🤖 AI Summary
Few-shot action recognition aims to accurately classify video actions using only a few labeled examples per class, addressing the high annotation cost and complexity of temporal modeling in videos. This paper presents a systematic survey of the field and introduces the first taxonomy of few-shot methods specifically designed for video actions, proposing an innovative dual-track framework integrating generative modeling and meta-learning. Within the meta-learning paradigm, we uniquely decouple three technical dimensions: video instance representation, class prototype learning, and generalized video alignment. Our unified methodology integrates video representation learning, prototype/matching networks, adversarial generative modeling, and cross-video temporal alignment.
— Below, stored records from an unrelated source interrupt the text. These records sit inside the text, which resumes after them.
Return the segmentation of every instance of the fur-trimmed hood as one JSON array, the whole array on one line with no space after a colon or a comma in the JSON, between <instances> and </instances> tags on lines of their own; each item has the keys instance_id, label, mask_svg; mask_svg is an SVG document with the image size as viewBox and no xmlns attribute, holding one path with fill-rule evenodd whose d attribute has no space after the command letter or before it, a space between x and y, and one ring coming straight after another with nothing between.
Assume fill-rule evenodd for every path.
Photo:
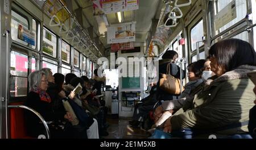
<instances>
[{"instance_id":1,"label":"fur-trimmed hood","mask_svg":"<svg viewBox=\"0 0 256 150\"><path fill-rule=\"evenodd\" d=\"M214 76L205 82L206 85L212 85L214 83L221 82L236 79L247 78L247 74L253 70L256 70L256 66L248 65L241 65L237 69L228 72L220 77Z\"/></svg>"},{"instance_id":2,"label":"fur-trimmed hood","mask_svg":"<svg viewBox=\"0 0 256 150\"><path fill-rule=\"evenodd\" d=\"M71 92L73 90L74 90L75 88L73 87L71 84L64 85L63 86L64 90L67 92Z\"/></svg>"}]
</instances>

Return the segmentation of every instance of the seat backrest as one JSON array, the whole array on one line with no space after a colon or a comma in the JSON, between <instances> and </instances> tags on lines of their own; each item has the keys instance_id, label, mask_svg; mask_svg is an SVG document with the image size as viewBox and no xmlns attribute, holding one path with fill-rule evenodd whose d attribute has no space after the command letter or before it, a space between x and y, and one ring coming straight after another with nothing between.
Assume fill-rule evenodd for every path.
<instances>
[{"instance_id":1,"label":"seat backrest","mask_svg":"<svg viewBox=\"0 0 256 150\"><path fill-rule=\"evenodd\" d=\"M10 103L10 105L23 105L23 102ZM24 109L10 109L10 130L11 139L32 138L27 136L25 125Z\"/></svg>"}]
</instances>

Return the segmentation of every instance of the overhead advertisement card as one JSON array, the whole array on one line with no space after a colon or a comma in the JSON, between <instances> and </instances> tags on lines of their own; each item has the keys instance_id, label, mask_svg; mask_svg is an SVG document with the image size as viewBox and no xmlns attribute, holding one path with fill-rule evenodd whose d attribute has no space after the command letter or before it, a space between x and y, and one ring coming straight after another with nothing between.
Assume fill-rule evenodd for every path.
<instances>
[{"instance_id":1,"label":"overhead advertisement card","mask_svg":"<svg viewBox=\"0 0 256 150\"><path fill-rule=\"evenodd\" d=\"M135 41L135 24L124 24L108 28L108 44Z\"/></svg>"},{"instance_id":2,"label":"overhead advertisement card","mask_svg":"<svg viewBox=\"0 0 256 150\"><path fill-rule=\"evenodd\" d=\"M35 34L22 24L18 24L18 39L35 46Z\"/></svg>"},{"instance_id":3,"label":"overhead advertisement card","mask_svg":"<svg viewBox=\"0 0 256 150\"><path fill-rule=\"evenodd\" d=\"M215 30L217 31L237 18L236 1L232 1L214 16Z\"/></svg>"},{"instance_id":4,"label":"overhead advertisement card","mask_svg":"<svg viewBox=\"0 0 256 150\"><path fill-rule=\"evenodd\" d=\"M137 10L139 0L97 0L93 1L94 15Z\"/></svg>"},{"instance_id":5,"label":"overhead advertisement card","mask_svg":"<svg viewBox=\"0 0 256 150\"><path fill-rule=\"evenodd\" d=\"M134 49L134 42L127 42L122 43L115 43L111 44L111 51L117 52L122 50L129 50Z\"/></svg>"}]
</instances>

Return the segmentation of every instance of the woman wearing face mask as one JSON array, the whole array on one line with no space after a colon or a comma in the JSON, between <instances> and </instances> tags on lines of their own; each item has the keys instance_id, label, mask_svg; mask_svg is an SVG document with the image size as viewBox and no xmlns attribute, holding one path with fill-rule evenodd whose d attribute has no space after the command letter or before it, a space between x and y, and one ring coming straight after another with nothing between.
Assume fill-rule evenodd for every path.
<instances>
[{"instance_id":1,"label":"woman wearing face mask","mask_svg":"<svg viewBox=\"0 0 256 150\"><path fill-rule=\"evenodd\" d=\"M204 81L201 77L205 61L205 60L200 60L197 62L190 64L187 66L189 82L185 85L185 89L181 94L181 98L163 102L155 111L155 122L158 122L158 119L160 119L159 116L161 116L161 118L164 117L162 116L162 114L166 111L179 110L183 108L183 110L185 111L191 107L194 96L192 91Z\"/></svg>"},{"instance_id":2,"label":"woman wearing face mask","mask_svg":"<svg viewBox=\"0 0 256 150\"><path fill-rule=\"evenodd\" d=\"M255 95L247 73L256 69L256 52L247 42L231 39L214 44L209 55L216 75L195 95L192 110L166 120L165 132L189 129L198 135L195 131L200 130L207 138L209 134L218 138L247 133Z\"/></svg>"},{"instance_id":3,"label":"woman wearing face mask","mask_svg":"<svg viewBox=\"0 0 256 150\"><path fill-rule=\"evenodd\" d=\"M207 80L209 78L213 76L214 73L210 70L210 61L209 57L207 57L207 61L204 64L204 71L203 72L202 78Z\"/></svg>"}]
</instances>

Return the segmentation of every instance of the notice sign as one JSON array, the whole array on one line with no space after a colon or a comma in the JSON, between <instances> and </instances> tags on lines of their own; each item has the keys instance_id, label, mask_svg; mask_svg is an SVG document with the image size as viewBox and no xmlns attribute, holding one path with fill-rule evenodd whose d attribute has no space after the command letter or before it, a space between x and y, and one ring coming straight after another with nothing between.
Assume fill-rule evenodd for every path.
<instances>
[{"instance_id":1,"label":"notice sign","mask_svg":"<svg viewBox=\"0 0 256 150\"><path fill-rule=\"evenodd\" d=\"M219 30L237 18L236 7L236 0L234 0L215 15L214 23L216 31Z\"/></svg>"},{"instance_id":2,"label":"notice sign","mask_svg":"<svg viewBox=\"0 0 256 150\"><path fill-rule=\"evenodd\" d=\"M114 52L122 50L129 50L134 49L134 42L127 42L111 44L111 52Z\"/></svg>"},{"instance_id":3,"label":"notice sign","mask_svg":"<svg viewBox=\"0 0 256 150\"><path fill-rule=\"evenodd\" d=\"M108 28L108 44L135 41L135 24Z\"/></svg>"},{"instance_id":4,"label":"notice sign","mask_svg":"<svg viewBox=\"0 0 256 150\"><path fill-rule=\"evenodd\" d=\"M94 15L137 10L138 0L97 0L93 1Z\"/></svg>"},{"instance_id":5,"label":"notice sign","mask_svg":"<svg viewBox=\"0 0 256 150\"><path fill-rule=\"evenodd\" d=\"M35 34L21 24L18 26L18 39L35 46Z\"/></svg>"}]
</instances>

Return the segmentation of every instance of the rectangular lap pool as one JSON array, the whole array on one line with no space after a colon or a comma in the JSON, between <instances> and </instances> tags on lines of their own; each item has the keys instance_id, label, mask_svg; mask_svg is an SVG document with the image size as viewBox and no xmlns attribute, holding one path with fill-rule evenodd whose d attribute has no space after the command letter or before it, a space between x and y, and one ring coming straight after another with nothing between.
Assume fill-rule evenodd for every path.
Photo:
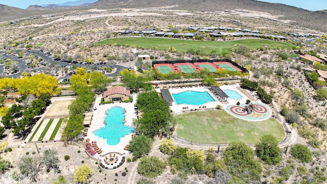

We conduct comprehensive evaluations on standard benchmarks—including UCF101, HMDB51, and Kinetics—demonstrating that generalizable temporal modeling and self-supervised pretraining constitute critical directions for future advancement.
📝 Abstract
Few-shot action recognition aims to address the high cost and impracticality of manually labeling complex and variable video data in action recognition. It requires accurately classifying human actions in videos using only a few labeled examples per class. Compared to few-shot learning in image scenarios, few-shot action recognition is more challenging due to the intrinsic complexity of video data. Numerous approaches have driven significant advancements in few-shot action recognition, which underscores the need for a comprehensive survey. Unlike early surveys that focus on few-shot image or text classification, we deeply consider the unique challenges of few-shot action recognition. In this survey, we provide a comprehensive review of recent methods and introduce a novel and systematic taxonomy of existing approaches, accompanied by a detailed analysis. We categorize the methods into generative-based and meta-learning frameworks, and further elaborate on the methods within the meta-learning framework, covering aspects: video instance representation, category prototype learning, and generalized video alignment. Additionally, the survey presents the commonly used benchmarks and discusses relevant advanced topics and promising future directions. We hope this survey can serve as a valuable resource for researchers, offering essential guidance to newcomers and stimulating seasoned researchers with fresh insights.